Le Syndicat national des propriétaires, de même que deux bailleurs préjudiciés par cette réglementation, ont attaqué cet arrêté en suspension devant le Conseil d'Etat.

Par un arrêt du 22 juin 2020 (247.856), le Conseil d'Etat a rejeté cette demande de suspension. 

Il convient peut-être de rappeler ici que le Conseil d'Etat peut suspendre l'acte administratif attaqué lorsqu'il y a urgence et pour autant que les moyens invoqués à l'appui de la demande d'annulation paraissent sérieux.

En l'espèce, le Conseil a jugé que la première condition, soit l'urgence, faisait défaut, selon une jurisprudence depuis longtemps admise. En effet, le Conseil estime que lorsque le préjudice subi consiste en un préjudice financier, il est, en principe, réparable puisqu'il peut être compensé par l'octroi de dommages et intérêts. Les requérants n'ont pas démontré, en l'espèce, que le maintien des locataires dans les lieux (et l'hémorragie financière que l'on peut supposer) leur causait des conséquences irréversibles, de sorte que l'urgence fait défaut. La demande de suspension est donc rejetée.

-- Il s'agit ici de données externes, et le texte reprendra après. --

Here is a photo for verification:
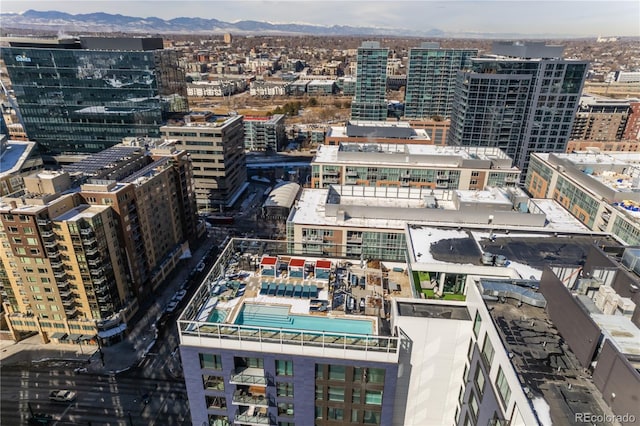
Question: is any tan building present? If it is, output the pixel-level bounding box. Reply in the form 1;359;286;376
0;142;197;345
311;143;520;190
570;95;631;142
525;151;640;245
160;115;247;212
0;181;130;343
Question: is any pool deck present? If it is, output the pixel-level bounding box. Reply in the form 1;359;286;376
197;273;379;339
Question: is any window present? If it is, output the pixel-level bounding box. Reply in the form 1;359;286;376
329;386;344;402
200;354;222;370
364;390;382;405
276;382;293;398
205;395;227;410
278;402;293;416
329;365;345;382
496;367;511;408
327;407;344;420
276;360;293;376
363;410;380;425
202;376;224;391
467;339;473;362
473;364;485;398
482;334;495;369
469;391;479;419
473;312;482;337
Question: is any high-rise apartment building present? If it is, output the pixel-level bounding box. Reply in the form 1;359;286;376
351;41;389;121
447;42;588;173
160;115;247;212
2;37;187;155
404;42;478;119
0;146;197;344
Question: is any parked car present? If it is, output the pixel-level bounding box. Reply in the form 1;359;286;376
49;389;76;402
173;290;187;303
164;299;179;313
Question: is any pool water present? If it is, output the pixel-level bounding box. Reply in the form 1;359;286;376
208;309;227;322
235;303;373;335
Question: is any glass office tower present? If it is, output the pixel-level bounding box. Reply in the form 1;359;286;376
2;37;187;155
447;42;588;177
351;41;389;121
404;43;478;119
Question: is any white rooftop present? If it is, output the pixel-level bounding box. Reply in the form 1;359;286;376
591;314;640;356
313;142;515;165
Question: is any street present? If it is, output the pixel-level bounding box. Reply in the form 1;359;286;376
0;362;190;426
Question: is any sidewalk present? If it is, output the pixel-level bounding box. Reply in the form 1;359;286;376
0;238;214;374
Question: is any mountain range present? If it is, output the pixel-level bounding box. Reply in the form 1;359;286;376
0;10;584;39
0;10;445;37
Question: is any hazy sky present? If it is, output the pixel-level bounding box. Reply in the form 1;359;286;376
0;0;640;36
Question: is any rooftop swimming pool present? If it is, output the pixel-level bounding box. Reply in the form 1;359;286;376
235;303;374;335
207;309;227;322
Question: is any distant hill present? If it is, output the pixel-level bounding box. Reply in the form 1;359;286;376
0;10;600;39
0;10;445;37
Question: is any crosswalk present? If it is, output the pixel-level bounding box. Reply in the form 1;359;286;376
0;366;190;426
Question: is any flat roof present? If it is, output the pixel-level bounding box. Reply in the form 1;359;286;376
0;140;36;177
313;142;518;166
591;314;640;358
486;300;615;425
397;302;471;321
289;186;592;233
62;145;144;174
408;224;615;279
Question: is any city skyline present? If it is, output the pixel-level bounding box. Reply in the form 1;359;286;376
2;0;640;37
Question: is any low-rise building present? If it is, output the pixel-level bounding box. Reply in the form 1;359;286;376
160;115;247;212
0;134;43;197
311;143;520;190
525;150;640;245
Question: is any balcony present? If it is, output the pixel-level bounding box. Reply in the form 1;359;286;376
231;390;273;407
234;406;271;426
51;260;64;269
229;367;267;386
60;288;73;298
90;268;104;276
93;277;107;285
82;237;97;246
84;247;100;256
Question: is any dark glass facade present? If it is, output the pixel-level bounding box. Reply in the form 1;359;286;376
405;47;478;119
2;38;187;154
447;52;588;177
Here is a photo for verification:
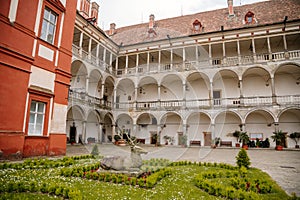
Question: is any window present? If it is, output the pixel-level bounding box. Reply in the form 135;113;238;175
244;11;256;24
213;90;221;105
41;7;57;44
193;19;202;33
28;101;46;136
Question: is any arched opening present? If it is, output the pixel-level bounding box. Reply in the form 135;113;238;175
187;112;211;146
136;113;157;144
115;79;134;109
185;72;210;107
245;110;275;147
213;70;240;106
85;111;100;143
274;64;300;104
278;108;300;147
158;112;184;145
215;111;242;145
66;106;84;143
101;113;114;143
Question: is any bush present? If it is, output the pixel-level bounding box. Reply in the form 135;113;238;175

Ce faisant, le Conseil d'Etat ne s'est donc pas prononcé sur le sérieux des moyens invoqués, il ne s'est évidemment pas non plus prononcé sur l'annulation de cet arrêté. Or, comme ce dernier cesse ses effets, en ce qui concerne les expulsions, au 31 août 2020, nul doute que la requête deviendra sans objet lorsqu'elle sera étudiée au fond (pour autant, encore, que les requérants poursuivent la procédure).

Cet arrêt ne nous étonne pas, en matière de technique et de légalité administratives, mais il n'en demeure pas moins que cet arrêté bruxellois interroge et place dans l'embarras de nombreux propriétaires.

Nous rappellerons que le droit de propriété est protégé par des instruments internationaux, en particulier le Premier protocole additionnel, et que parmi ses composantes figurent le droit d'obtenir le respect en justice de ses créances et l’obligation, pour l’Etat, d’organiser les procédures idoines pour en assurer au mieux le respect.

En adoptant cet arrêté, le pouvoir public bruxellois a donc entravé cette composante. Un contrôle de proportionnalité doit exister entre cette limite du droit fondamental et le but visé. 

Nul doute que les pouvoirs publics argueront que cet arrêté est exceptionnel et limité dans le temps, ce qu’il doit absolument rester. Ou c’est le droit fondamental lui-même qui se voit irrégulièrement réduit.